Appellant points to two factors supporting this argument: First, it cites cases stating that PACA proceeds are not property of the estate. See, e.g., In re Milton Poulos, Inc., 94 B.R. 648, 653 (Bankr.C.D.Cal. 1988), aff'd, 107 B.R. 715 (9th Cir. BAP 1989), aff'd in part, rev'd in part, 947 F.2d *638 1351 (9th Cir.1991); In re Fresh Approach, Inc., 51 B.R. 412, 418-422 (Bankr.N.D.Tex. 1985). Second, Appellant claims that it collected the receivables prepetition lawfully, pursuant to California law.

Appellant's position is untenable for two reasons. First, that PACA proceeds are not property of the estate does not mean the bankruptcy court does not have jurisdiction to make that determination. Under Appellant's reasoning, any bankruptcy court order determining that assets are not property of a bankruptcy estate would be of no effect because the court would not have had jurisdiction to enter the order. Clearly, a determination of whether assets are property of a bankruptcy estate concerns administration of the estate. See 28 U.S.C. § 157(b)(2)(A).

Second, Appellant's claim that it collected the receivables prepetition is both inaccurate and irrelevant. The record indicates that the receivables were collected between May and September of 1989. The Debtor filed its petition on June 12, 1989. Thus, at least some, and perhaps most, of the receivables were collected post-petition. Interestingly, Appellant never sought relief from the stay to do this for reasons not stated in the record.
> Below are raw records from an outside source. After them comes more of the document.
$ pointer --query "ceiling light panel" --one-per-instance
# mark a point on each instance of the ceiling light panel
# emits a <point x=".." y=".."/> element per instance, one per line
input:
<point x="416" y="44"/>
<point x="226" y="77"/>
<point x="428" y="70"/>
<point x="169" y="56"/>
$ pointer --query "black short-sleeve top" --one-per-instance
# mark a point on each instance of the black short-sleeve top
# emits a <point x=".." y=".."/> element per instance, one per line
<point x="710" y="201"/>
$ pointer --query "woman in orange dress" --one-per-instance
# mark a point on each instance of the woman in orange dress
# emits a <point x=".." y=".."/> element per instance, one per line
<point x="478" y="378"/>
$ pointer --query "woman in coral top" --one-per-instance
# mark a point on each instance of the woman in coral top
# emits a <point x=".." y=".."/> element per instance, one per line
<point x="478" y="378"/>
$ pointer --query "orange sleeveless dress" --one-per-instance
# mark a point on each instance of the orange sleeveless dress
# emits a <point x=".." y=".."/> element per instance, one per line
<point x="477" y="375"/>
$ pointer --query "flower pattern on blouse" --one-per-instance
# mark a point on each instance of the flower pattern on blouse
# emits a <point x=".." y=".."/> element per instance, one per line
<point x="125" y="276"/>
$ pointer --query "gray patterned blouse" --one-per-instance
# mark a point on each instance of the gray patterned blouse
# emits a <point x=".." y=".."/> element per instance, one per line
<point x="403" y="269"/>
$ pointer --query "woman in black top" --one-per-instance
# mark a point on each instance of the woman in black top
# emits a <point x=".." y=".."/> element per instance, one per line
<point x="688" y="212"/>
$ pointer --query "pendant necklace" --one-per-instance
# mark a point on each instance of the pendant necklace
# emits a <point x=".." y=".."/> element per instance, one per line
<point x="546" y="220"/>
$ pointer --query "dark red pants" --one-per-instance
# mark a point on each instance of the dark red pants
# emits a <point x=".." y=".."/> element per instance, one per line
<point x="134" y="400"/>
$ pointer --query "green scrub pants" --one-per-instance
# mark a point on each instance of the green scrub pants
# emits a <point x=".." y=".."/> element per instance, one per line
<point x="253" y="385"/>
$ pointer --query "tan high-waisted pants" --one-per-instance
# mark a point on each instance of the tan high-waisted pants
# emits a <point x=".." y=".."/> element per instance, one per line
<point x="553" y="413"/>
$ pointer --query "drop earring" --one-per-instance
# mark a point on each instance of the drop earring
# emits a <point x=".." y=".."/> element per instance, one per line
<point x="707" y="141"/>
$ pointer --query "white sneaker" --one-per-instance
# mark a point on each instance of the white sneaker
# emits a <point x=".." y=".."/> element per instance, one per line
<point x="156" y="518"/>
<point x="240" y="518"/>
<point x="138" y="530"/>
Moreover, in the cases cited by Appellant, the bankruptcy courts exercised jurisdiction over the determination of whether the proceeds and receivables at issue were PACA proceeds and therefore assets of the estate. See Poulos, 94 B.R. 648, 653 (not discussing jurisdictional issues); Fresh Approach, 51 B.R. at 417-418. The latter court discussed at length whether a PACA proceeding was a core proceeding and concluded: "It should be obvious that the present proceeding is one which adjusts the debtor-creditor relationship, and which is therefore a core proceeding under [section 157(b)(2)(0)]." Fresh Approach, 51 B.R. at 418.

Appellant argues that these cases are distinguishable from the instant case because there the debtors possessed the receivables and produce at issue, whereas here Appellant had executed upon the receivables when the bankruptcy was filed. As noted above, however, Appellant continued to collect receivables long after the Debtor filed its petition.

Even had Appellant collected all of the receivables at issue before the Debtor filed its petition, the receivables would be property of the estate. In United States v. Whiting Pools, Inc., 462 U.S. 198, 103 S.Ct. 2309, 76 L.Ed.2d 515 (1983), the Court held that property seized by the I.R.S. prepetition was property of the Chapter 11 estate and could be recovered by the debtor under Bankruptcy Code section 542(a). Id. Thus, property of a debtor that is seized by a creditor prior to the debtor filing bankruptcy is property of the estate. As a result, Appellant's argument that the bankruptcy court did not have jurisdiction to determine the instant adversary proceeding is without merit.

b. PACA Actions May Be Brought in Bankruptcy Court

Appellant next argues that only the district court, and not the bankruptcy court, can preside over litigation concerning PACA. This argument also is without merit.

First, it is well settled that federal and state courts have concurrent jurisdiction to try cases involving federal claims unless Congress expressly makes federal jurisdiction exclusive. See Gulf Offshore Co. v. Mobil Oil Corp., 453 U.S. 473, 477-478, 101 S.Ct. 2870, 2874-75, 69 L.Ed.2d 784 (1981). Neither the general federal court enabling statute covering interstate commerce matters, 28 U.S.C. § 1337(a), nor the enabling statute in PACA, 7 U.S.C. § 499e(c)(4), provide for exclusive federal jurisdiction. Thus, jurisdiction over claims arising under PACA is concurrent, not exclusive.

Second, even if jurisdiction over PACA matters is exclusive in federal district courts, there is no reason that such matters would not be referred to the bankruptcy court by a general order of reference if they are otherwise within the latter court's jurisdiction over bankruptcy cases *639 and proceedings. It may be appropriate for the bankruptcy court to abstain from hearing the matter or for the district court to withdraw the reference. That, however, does not mean the bankruptcy court lacks jurisdiction to resolve the proceeding.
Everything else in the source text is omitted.